В большинстве клеток позвоночных большинство гликосфинголипидов (GSLs) локализованы во внешнем листке плазматической мембраны, образуя микродомены (1-3). Концепция микродоменов возникла в результате многочисленных исследований в течение двух десятилетий. Четыре направления исследований были особенно важными: ( i ) кластеризация GSL (4), ( ii ) нерастворимые в детергенте свойства кластеризованных GSL (5), ( iii ) ассоциация сигнальных преобразователей с комплексом гликозилфосфатидилинозитола ( GPI) -защищенные белки, GSL и кавеолин (6, 7) и ( iv ) поляризованное присутствие микродоменов на апикальной поверхности клетки (8).Смеси микродоменов по-разному называются нерастворимой в детергенте мембраной (DIM) (5), обогащенной гликолипидом мембраной (9), кавеолами (10) или рафтом (1).

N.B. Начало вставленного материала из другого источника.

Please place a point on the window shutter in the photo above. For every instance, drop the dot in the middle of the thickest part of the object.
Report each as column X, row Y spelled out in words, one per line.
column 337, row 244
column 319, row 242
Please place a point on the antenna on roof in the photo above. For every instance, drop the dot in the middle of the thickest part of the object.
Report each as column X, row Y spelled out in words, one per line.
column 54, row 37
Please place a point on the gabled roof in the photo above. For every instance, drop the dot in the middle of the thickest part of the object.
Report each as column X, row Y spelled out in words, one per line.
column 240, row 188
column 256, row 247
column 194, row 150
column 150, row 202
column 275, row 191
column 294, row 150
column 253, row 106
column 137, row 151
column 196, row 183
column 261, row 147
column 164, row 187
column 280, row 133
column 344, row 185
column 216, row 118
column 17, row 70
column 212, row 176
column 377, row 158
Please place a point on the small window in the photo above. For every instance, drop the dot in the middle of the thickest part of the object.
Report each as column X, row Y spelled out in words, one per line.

GSLs в микродоменах выполняют множество функций (например, рецепторы токсинов, клеточную адгезию, модуляторы роста клеток и инициаторы передачи сигнала) (11–14). Интересно, что киназы семейства Src во внутренней створке микродомена могут быть активированы посредством поверхностных доменов GSL (для обзора см. Ссылки 13 и 14).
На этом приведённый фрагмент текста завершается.